Vereinigungsmenge zweier vektoren Bildern 
nachzulesen bei --> 
http://de.wikipedia.org/wiki/Mengenlehre
(die grafik zur Vereinigungsmenge sagt alles)


----------



## drob (31. Juli 2007)

hier ein kleine Testumgebung,


```
public static final void main(String[] args) {
        Vector<Integer> vtOld = new Vector();
        Vector<Integer> vtNew = new Vector();
        vtOld.add(0);
        vtOld.add(1);
        vtOld.add(2);
        vtOld.add(3);
        vtOld.add(4);
        vtOld.add(5);
        vtOld.add(6);
        vtOld.add(7);
        
        vtNew.add(5);
        vtNew.add(6);
        vtNew.add(7);
        vtNew.add(8);
        vtNew.add(9);
        
        
        for(int i = 1 ; i<=vtNew.size();i++){
            int length = vtOld.size();
            System.out.println(" "+ i +" "+
                    vtOld.containsAll(vtNew.subList(0,i)));
        }
```
ergebnis:

```
1 true
 2 true
 3 true
 4 false
 5 false
```
die mir zumindest sagt, wieviel meiner neuen Daten ich schon habe, 
und mit dem wert sollte ich doch schon was anfangen können.

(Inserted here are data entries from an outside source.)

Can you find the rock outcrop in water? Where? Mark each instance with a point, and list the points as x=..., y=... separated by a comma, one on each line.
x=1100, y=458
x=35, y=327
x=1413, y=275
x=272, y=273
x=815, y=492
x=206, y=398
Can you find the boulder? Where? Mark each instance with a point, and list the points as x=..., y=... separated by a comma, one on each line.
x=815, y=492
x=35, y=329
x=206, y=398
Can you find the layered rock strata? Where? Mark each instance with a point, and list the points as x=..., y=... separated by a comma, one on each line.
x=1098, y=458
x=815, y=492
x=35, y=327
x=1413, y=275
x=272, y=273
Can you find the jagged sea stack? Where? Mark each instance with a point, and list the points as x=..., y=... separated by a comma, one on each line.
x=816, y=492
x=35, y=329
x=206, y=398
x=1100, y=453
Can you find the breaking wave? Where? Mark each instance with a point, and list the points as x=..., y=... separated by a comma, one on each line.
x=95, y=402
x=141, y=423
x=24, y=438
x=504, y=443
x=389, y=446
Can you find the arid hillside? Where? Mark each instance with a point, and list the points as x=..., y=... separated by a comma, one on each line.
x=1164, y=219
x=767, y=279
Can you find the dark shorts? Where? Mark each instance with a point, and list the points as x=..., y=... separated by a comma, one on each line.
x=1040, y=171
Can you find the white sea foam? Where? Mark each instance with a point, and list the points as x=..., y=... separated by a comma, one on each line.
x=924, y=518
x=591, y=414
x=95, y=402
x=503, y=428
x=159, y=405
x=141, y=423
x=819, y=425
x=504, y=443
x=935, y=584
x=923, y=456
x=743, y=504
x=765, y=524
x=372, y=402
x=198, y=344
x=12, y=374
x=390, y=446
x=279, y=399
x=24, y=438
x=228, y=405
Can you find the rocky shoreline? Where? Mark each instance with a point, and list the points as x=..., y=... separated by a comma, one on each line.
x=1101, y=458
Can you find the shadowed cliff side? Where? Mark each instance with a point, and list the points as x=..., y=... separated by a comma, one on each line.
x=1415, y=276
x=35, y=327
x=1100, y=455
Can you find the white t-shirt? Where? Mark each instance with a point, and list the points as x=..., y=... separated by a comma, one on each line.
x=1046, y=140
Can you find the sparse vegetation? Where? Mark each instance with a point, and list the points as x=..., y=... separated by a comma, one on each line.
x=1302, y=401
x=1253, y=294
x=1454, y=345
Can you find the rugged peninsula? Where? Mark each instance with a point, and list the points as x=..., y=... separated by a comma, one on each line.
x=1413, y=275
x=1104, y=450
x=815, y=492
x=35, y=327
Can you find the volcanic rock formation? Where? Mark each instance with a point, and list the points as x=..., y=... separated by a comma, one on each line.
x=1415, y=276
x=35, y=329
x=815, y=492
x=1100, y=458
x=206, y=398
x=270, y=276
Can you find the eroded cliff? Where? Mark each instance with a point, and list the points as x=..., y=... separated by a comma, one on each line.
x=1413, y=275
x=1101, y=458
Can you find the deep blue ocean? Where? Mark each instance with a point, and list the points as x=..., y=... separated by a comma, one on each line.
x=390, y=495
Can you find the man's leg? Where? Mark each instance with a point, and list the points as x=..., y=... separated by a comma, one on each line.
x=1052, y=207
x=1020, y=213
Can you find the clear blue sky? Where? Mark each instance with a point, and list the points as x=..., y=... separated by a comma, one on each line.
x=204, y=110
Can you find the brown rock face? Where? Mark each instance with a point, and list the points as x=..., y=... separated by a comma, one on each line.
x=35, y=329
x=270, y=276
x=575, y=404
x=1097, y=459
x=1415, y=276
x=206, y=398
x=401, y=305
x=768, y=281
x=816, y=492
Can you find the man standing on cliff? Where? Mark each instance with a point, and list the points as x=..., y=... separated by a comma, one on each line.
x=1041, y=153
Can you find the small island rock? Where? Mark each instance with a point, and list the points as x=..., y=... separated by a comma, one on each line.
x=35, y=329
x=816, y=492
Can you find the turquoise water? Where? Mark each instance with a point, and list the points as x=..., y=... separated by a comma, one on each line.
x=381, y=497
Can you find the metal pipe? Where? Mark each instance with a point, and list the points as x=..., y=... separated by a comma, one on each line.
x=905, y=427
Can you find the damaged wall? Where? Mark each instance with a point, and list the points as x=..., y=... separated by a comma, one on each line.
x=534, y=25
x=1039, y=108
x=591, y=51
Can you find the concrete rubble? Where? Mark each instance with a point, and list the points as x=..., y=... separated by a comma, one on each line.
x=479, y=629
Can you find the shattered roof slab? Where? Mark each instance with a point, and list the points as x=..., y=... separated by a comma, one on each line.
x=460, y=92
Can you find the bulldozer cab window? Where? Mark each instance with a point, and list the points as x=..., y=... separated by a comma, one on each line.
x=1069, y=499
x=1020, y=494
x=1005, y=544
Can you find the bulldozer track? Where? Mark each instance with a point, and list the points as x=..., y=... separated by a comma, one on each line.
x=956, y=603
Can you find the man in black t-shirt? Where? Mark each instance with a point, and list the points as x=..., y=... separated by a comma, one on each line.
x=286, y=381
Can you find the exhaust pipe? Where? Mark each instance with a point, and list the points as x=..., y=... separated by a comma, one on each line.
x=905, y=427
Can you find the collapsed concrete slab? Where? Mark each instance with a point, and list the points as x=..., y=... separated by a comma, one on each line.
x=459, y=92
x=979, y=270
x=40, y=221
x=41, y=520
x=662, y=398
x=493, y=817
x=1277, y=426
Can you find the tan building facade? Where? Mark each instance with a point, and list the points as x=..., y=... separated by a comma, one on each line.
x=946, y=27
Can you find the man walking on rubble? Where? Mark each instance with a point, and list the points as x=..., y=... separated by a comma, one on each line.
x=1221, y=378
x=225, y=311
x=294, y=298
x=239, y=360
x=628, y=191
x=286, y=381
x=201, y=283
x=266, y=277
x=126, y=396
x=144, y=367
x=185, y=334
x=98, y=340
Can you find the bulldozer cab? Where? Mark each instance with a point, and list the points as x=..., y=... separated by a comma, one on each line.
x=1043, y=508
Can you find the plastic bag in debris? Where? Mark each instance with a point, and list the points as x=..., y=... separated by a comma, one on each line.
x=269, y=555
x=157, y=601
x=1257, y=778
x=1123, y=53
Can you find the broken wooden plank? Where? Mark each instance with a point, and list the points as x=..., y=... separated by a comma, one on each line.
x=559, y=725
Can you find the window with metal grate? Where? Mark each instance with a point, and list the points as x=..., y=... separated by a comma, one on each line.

lösungsansätze jeder art sind wilkommen


----------



## celph_titled (31. Juli 2007)

Hallo,

also, wenn ich dich richtig verstanden habe müsste das hier reichen, das erzeugt die Vereinigungsmenge im Vector v:

```
Vector v = vtOld.clone();
Enumeration e = vtNew.elements();
while(e.hasMoreElements()) {
   Object o = e.nextElement();
   if(!vtOld.contains(o)) vtOld.addElement(o);
}
```
praktisch alle Elemente aus vtNew zu vtOld hinzufügen, die der noch nicht enthält.


----------



## magix3000 (31. Juli 2007)

Hallo,

wenn du doch sowieso schon von Mengenleere sprichst, dann benutz doch auch ein Set statt eines Vectors. In ein Set kannst du einfach alle neuen Daten reinwerfen ohne dir Gedanken um Doppelte machen zu müssen. Ist allerdings nur ne Option, wenn die Reihenfolge der Daten keine Rolle spielt. Denn die obige Lösung mit dem Überprüfen mittels contains() ist nicht wirklich performant, da contains auch jedesmal komplett über deinen Vektor läuft.


----------



## drob (31. Juli 2007)

@celph_titled
mit Enumeration habe ich noch nciht gearbeitet, aber doppelte Werte sollen zulässig sein.
daher habe ich auch in meiner lösung nach "teilmustern" des Vektors gesucht.

@magix3000	
leider spielt die reihenfolge eine rolle(die Mengenlehre galt nur der Veranschaulichung),
Das das contains sehr rechenintensiv wird, das habe ich mir auch schon gedacht 
Besonders, wenn nacheinem langen tag der "Archiv-Vector" mehr als 10000 Objekte enthält kann.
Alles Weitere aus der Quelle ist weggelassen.